Reaction of Oxygen with the Singlet Excited State of [n]Cycloparaphenylenes (n = 9, 12, and 15): A Time-Resolved Transient Absorption Study Seamlessly Covering Time Ranges from Subnanoseconds to Microseconds by the Randomly-Interleaved-Pulse-Train Method.

Abstract

Reaction of 3O2 with singlet excited state (S1) of highly luminescent cycloparaphenylenes (CPPs), i.e., [n]CPP where n = 9, 12, and 15 in solution has been studied by transient absorption (TA) measurements seamless for the time range from subnanosecond to microsecond based on the randomly-interleaved-pulse-train (RIPT) method recently developed by our group.
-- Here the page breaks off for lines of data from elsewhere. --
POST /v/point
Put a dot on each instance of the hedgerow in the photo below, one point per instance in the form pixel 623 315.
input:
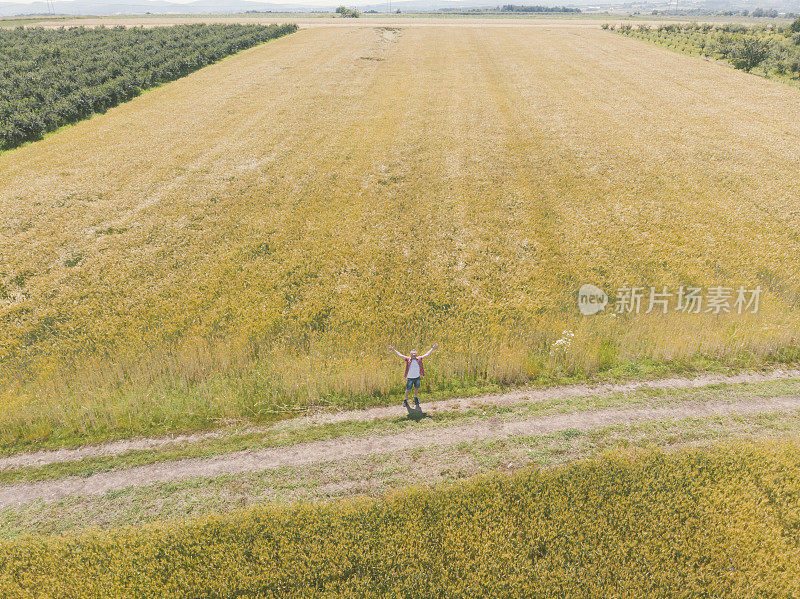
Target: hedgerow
pixel 775 49
pixel 54 77
pixel 719 522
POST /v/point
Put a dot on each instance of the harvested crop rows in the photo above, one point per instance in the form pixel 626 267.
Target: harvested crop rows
pixel 244 242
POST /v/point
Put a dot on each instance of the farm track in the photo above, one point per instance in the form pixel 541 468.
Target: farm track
pixel 354 448
pixel 43 458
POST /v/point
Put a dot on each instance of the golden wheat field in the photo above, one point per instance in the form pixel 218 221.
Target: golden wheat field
pixel 714 523
pixel 249 239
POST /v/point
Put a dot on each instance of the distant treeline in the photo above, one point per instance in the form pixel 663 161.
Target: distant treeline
pixel 526 8
pixel 772 49
pixel 54 77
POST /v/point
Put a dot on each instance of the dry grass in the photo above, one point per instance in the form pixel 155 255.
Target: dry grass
pixel 251 237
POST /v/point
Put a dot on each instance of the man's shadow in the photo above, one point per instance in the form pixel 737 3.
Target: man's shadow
pixel 415 414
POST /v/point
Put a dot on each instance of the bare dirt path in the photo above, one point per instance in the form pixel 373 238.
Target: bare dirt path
pixel 352 448
pixel 42 458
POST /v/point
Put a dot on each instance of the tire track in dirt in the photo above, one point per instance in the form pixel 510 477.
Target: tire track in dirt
pixel 42 458
pixel 343 449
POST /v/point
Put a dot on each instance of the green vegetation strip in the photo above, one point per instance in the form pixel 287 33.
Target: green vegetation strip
pixel 54 77
pixel 771 50
pixel 711 522
pixel 287 436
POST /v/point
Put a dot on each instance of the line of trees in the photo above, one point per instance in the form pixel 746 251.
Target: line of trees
pixel 55 77
pixel 525 8
pixel 775 49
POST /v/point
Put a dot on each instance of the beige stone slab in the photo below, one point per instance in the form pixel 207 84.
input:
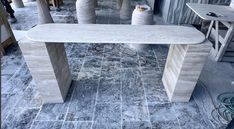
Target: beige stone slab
pixel 101 33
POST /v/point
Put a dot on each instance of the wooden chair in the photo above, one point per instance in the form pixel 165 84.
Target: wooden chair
pixel 224 40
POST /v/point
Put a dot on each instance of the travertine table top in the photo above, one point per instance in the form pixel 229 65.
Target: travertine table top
pixel 101 33
pixel 226 12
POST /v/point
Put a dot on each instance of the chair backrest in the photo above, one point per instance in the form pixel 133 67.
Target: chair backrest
pixel 232 4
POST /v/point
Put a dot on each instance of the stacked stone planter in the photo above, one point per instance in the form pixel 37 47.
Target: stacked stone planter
pixel 86 11
pixel 142 15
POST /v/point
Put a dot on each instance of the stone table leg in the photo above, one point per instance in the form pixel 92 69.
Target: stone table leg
pixel 48 65
pixel 18 3
pixel 182 70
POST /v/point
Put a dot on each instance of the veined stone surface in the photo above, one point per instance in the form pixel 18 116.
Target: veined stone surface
pixel 144 66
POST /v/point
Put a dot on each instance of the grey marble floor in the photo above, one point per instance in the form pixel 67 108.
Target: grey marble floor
pixel 114 86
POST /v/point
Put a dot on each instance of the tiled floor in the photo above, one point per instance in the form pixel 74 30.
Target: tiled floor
pixel 113 86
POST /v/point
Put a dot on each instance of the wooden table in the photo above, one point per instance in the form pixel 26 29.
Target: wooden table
pixel 225 16
pixel 45 55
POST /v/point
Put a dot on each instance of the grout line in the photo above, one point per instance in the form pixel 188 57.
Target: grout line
pixel 173 104
pixel 143 85
pixel 36 117
pixel 121 105
pixel 96 98
pixel 160 70
pixel 69 103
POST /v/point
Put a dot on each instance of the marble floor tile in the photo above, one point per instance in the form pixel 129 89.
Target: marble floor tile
pixel 146 51
pixel 89 73
pixel 82 104
pixel 112 51
pixel 166 121
pixel 133 91
pixel 20 118
pixel 155 93
pixel 136 125
pixel 31 97
pixel 107 113
pixel 151 71
pixel 162 64
pixel 92 62
pixel 126 51
pixel 128 62
pixel 111 73
pixel 135 112
pixel 106 125
pixel 165 124
pixel 8 102
pixel 76 50
pixel 77 125
pixel 95 50
pixel 109 92
pixel 189 116
pixel 18 82
pixel 148 61
pixel 110 62
pixel 154 79
pixel 75 65
pixel 54 112
pixel 47 125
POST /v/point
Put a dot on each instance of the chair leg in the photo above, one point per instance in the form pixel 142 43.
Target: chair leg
pixel 224 46
pixel 209 30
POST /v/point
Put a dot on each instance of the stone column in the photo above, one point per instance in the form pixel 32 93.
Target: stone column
pixel 43 12
pixel 48 65
pixel 142 15
pixel 125 11
pixel 18 3
pixel 182 70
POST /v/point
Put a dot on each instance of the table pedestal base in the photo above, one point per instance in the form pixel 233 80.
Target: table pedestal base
pixel 183 68
pixel 49 68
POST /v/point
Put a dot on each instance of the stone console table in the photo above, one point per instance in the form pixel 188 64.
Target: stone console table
pixel 46 58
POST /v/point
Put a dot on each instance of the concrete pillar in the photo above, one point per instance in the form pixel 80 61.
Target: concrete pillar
pixel 18 3
pixel 182 70
pixel 43 12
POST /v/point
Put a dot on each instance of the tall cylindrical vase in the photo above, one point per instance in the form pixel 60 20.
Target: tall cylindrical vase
pixel 43 12
pixel 125 11
pixel 85 12
pixel 142 15
pixel 18 3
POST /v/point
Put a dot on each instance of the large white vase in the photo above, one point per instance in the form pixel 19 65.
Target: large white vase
pixel 125 11
pixel 142 15
pixel 86 11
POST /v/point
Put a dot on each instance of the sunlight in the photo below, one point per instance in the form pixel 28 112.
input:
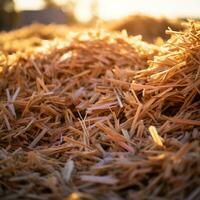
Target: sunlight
pixel 115 9
pixel 29 4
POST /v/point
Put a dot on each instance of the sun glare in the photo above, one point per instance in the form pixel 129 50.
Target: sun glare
pixel 115 9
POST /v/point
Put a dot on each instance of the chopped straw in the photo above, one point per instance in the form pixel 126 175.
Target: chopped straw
pixel 78 115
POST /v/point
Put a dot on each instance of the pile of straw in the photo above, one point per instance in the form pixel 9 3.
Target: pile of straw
pixel 102 115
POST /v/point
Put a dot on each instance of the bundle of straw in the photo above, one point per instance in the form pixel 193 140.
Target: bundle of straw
pixel 101 115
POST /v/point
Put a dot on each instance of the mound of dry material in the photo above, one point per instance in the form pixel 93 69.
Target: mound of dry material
pixel 95 116
pixel 149 27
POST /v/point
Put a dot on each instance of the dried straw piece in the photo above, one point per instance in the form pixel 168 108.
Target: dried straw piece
pixel 83 107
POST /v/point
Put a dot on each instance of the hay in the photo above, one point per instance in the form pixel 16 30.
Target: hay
pixel 102 116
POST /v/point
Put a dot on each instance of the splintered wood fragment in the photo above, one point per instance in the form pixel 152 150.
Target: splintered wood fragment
pixel 184 121
pixel 67 171
pixel 38 138
pixel 109 180
pixel 7 122
pixel 10 104
pixel 156 138
pixel 116 137
pixel 118 99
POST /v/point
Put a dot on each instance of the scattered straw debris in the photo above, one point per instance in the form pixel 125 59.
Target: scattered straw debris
pixel 76 114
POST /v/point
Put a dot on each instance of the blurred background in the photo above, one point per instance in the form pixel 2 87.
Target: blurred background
pixel 18 13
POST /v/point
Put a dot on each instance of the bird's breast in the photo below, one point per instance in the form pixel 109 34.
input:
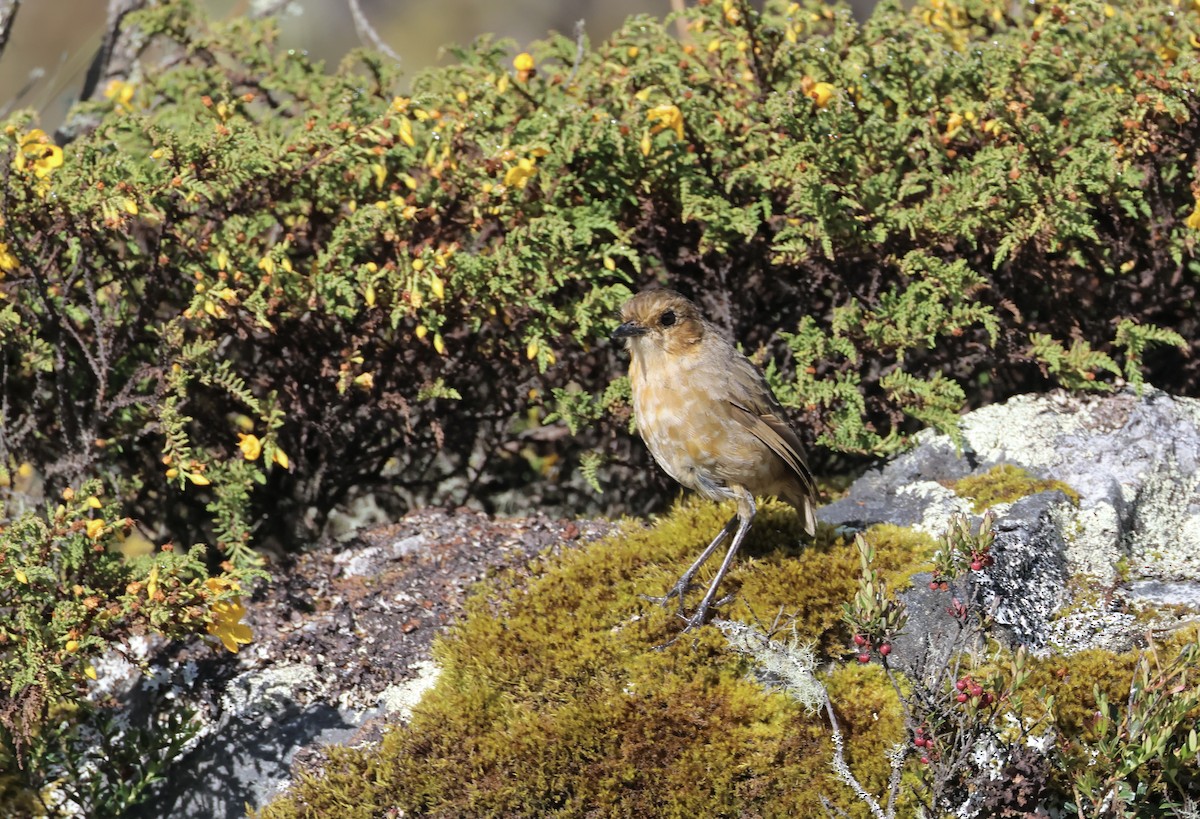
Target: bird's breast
pixel 683 412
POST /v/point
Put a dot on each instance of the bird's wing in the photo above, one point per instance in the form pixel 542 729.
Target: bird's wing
pixel 774 431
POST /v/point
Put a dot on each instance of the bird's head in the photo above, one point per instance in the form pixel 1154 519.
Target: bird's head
pixel 661 320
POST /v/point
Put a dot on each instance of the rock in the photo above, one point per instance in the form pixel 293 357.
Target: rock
pixel 1135 464
pixel 342 647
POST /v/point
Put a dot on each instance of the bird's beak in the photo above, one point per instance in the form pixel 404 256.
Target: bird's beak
pixel 629 330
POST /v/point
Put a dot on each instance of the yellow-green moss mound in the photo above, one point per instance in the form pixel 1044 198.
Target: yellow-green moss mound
pixel 1006 483
pixel 555 701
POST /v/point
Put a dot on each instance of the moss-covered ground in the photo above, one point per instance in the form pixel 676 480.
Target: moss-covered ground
pixel 559 698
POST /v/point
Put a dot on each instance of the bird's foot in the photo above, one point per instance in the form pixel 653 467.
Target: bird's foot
pixel 675 593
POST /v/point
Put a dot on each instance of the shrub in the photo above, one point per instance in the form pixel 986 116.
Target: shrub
pixel 239 292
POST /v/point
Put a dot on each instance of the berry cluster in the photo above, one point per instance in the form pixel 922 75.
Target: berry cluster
pixel 864 649
pixel 972 692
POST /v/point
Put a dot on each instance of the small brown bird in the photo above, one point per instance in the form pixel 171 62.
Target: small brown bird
pixel 711 420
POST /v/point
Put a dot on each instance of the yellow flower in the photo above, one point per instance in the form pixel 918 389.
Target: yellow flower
pixel 7 261
pixel 406 132
pixel 666 118
pixel 37 151
pixel 1193 221
pixel 226 623
pixel 251 447
pixel 520 173
pixel 821 94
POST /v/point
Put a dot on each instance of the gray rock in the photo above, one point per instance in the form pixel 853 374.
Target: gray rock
pixel 1135 464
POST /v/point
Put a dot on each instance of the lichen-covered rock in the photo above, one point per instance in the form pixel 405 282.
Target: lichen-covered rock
pixel 1134 462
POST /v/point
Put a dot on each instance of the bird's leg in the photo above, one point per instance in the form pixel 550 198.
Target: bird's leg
pixel 681 587
pixel 744 518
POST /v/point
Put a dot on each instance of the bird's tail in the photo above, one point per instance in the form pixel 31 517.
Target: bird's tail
pixel 807 506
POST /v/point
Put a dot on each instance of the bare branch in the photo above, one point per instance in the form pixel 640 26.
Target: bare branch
pixel 843 770
pixel 366 31
pixel 7 15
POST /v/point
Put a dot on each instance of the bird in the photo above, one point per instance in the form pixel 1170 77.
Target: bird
pixel 712 423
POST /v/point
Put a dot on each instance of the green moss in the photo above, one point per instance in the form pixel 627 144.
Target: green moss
pixel 1006 483
pixel 553 699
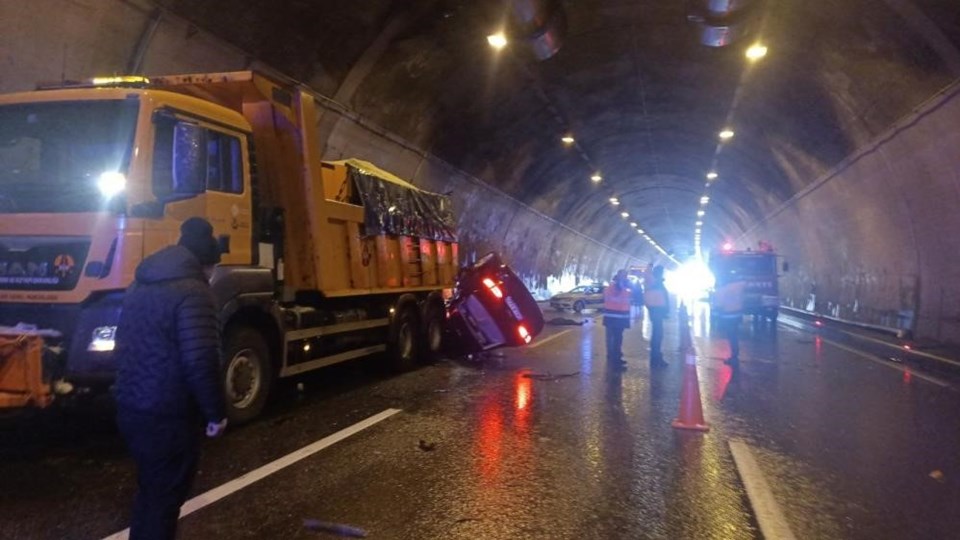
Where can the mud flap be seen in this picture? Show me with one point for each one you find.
(21, 372)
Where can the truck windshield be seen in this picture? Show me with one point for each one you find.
(65, 156)
(728, 266)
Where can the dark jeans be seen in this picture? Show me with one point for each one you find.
(614, 343)
(656, 338)
(731, 329)
(166, 450)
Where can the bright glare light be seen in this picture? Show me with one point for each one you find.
(756, 52)
(691, 280)
(111, 183)
(497, 41)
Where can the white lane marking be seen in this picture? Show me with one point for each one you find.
(912, 352)
(255, 475)
(548, 339)
(913, 373)
(773, 525)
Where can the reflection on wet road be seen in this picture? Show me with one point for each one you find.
(546, 442)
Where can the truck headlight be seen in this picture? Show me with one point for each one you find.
(102, 339)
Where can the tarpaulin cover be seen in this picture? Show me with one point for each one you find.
(393, 206)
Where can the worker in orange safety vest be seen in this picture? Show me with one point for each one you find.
(616, 317)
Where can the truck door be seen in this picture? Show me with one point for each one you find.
(228, 197)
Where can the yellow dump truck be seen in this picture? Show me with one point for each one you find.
(323, 261)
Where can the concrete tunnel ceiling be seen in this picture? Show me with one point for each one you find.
(642, 86)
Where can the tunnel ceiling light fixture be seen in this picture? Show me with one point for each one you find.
(497, 40)
(756, 52)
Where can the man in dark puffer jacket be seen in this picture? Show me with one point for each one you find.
(168, 353)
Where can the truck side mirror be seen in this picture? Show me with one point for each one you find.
(189, 159)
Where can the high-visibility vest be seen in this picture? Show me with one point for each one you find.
(616, 301)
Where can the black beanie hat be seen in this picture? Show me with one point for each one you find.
(196, 234)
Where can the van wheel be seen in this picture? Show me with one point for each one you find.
(434, 322)
(404, 338)
(247, 374)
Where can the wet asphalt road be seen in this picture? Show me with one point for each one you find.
(546, 442)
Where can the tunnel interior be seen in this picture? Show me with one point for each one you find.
(842, 152)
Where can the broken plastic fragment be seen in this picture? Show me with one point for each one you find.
(339, 529)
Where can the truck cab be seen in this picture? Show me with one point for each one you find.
(758, 270)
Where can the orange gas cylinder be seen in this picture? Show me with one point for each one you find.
(21, 372)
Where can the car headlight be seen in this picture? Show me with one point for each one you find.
(102, 339)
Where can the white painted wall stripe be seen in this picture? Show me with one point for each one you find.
(773, 525)
(255, 475)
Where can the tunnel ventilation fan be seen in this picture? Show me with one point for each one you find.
(723, 22)
(541, 24)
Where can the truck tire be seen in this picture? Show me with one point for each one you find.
(404, 339)
(247, 374)
(434, 323)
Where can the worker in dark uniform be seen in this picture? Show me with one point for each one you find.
(657, 299)
(168, 382)
(616, 317)
(729, 305)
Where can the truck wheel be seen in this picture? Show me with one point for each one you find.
(434, 321)
(404, 338)
(247, 374)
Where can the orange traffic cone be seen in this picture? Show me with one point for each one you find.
(691, 413)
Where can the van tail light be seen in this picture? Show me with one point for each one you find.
(524, 334)
(493, 287)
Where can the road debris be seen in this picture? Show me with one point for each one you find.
(339, 529)
(549, 376)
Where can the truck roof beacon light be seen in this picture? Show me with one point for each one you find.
(111, 183)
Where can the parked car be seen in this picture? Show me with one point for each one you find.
(491, 307)
(579, 298)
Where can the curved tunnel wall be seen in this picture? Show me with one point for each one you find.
(98, 37)
(876, 238)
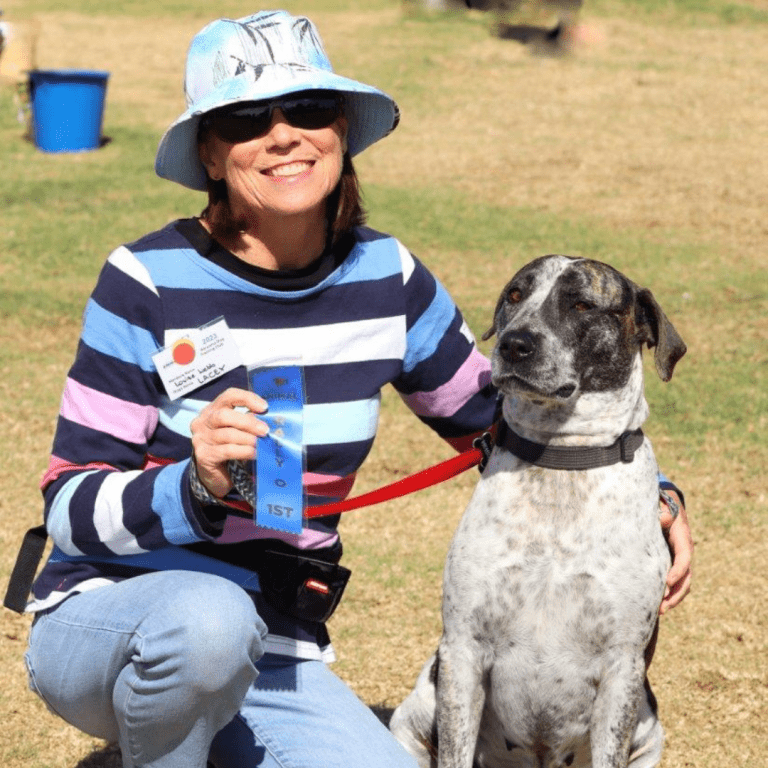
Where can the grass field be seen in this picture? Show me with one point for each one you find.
(644, 148)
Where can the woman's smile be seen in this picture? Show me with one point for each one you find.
(290, 171)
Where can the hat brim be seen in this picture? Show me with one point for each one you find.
(371, 114)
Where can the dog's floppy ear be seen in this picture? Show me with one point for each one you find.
(657, 331)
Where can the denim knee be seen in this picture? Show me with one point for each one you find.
(211, 633)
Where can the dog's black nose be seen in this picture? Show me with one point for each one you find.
(517, 345)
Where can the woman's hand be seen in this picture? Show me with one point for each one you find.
(680, 540)
(221, 434)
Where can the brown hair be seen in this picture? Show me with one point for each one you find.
(344, 205)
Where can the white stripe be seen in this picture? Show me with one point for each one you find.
(33, 606)
(378, 339)
(300, 649)
(58, 523)
(108, 514)
(178, 415)
(127, 263)
(406, 261)
(324, 423)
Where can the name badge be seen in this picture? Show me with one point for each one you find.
(199, 356)
(279, 465)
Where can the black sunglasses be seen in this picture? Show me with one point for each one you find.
(244, 122)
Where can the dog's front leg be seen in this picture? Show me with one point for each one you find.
(614, 717)
(460, 700)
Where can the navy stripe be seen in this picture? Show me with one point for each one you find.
(337, 304)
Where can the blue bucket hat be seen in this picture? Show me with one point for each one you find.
(263, 56)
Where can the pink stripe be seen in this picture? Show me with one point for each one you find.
(105, 413)
(58, 466)
(473, 375)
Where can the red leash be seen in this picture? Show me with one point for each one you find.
(430, 476)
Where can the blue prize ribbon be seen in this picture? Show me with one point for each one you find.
(279, 463)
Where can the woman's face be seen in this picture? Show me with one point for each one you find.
(286, 172)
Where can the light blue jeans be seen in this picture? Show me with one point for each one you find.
(170, 665)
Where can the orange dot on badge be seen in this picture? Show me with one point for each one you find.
(183, 352)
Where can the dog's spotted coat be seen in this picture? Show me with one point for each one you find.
(554, 578)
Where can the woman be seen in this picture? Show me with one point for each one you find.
(152, 628)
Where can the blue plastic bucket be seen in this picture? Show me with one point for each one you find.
(67, 108)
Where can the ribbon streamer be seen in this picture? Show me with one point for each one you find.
(279, 464)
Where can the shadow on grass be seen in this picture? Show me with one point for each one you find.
(108, 757)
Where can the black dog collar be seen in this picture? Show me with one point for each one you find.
(570, 458)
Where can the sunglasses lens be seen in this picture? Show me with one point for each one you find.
(311, 113)
(243, 124)
(246, 123)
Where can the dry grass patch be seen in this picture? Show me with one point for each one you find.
(655, 133)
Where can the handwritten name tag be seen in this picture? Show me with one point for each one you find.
(197, 357)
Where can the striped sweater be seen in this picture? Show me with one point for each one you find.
(117, 488)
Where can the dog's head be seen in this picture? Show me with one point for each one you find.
(568, 326)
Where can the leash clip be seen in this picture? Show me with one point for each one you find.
(626, 450)
(484, 444)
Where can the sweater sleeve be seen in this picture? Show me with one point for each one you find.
(105, 493)
(445, 379)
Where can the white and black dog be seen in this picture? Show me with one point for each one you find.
(553, 581)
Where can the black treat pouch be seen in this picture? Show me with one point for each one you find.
(300, 586)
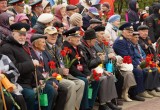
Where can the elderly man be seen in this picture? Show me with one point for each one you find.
(38, 45)
(122, 47)
(20, 55)
(151, 79)
(37, 10)
(18, 6)
(3, 6)
(74, 86)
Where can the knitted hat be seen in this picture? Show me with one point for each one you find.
(75, 19)
(114, 18)
(45, 18)
(89, 34)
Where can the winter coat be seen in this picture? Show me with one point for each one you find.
(153, 22)
(111, 31)
(83, 61)
(4, 24)
(22, 60)
(133, 12)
We found efficient quenching of S1 by 3O2 through observation of Sn ← S1 transient absorption and the steady state fluorescence measurements. Concomitantly, we have become aware of the acceleration of the rate of intersystem crossing (ISC) from S1 to the triplet excited state (T1) through the observation of the evident enhancement of Tn ← T1 absorption intensity. We have established the analysis procedure to evaluate the rate constant of ISC (kISC0) in the absence of O2 and the bimolecular rate constant of ISC induced by 3O2 (kISCO2) only by using TA decay data in the presence of O2. On the basis of these analyses, we further succeeded in determining the quantum yield of T1 (ΦT) with and without O2. In addition, the absorption coefficient of T1 (εT1) and S1 (εS1) could be estimated with reference to that of T1 of C60. These photophysical parameters are largely dependent on the ring size, where the lifetime of S1 (τS) in the absence and presence of O2 dominates ΦT as well as the quantum yield of fluorescence (ΦF).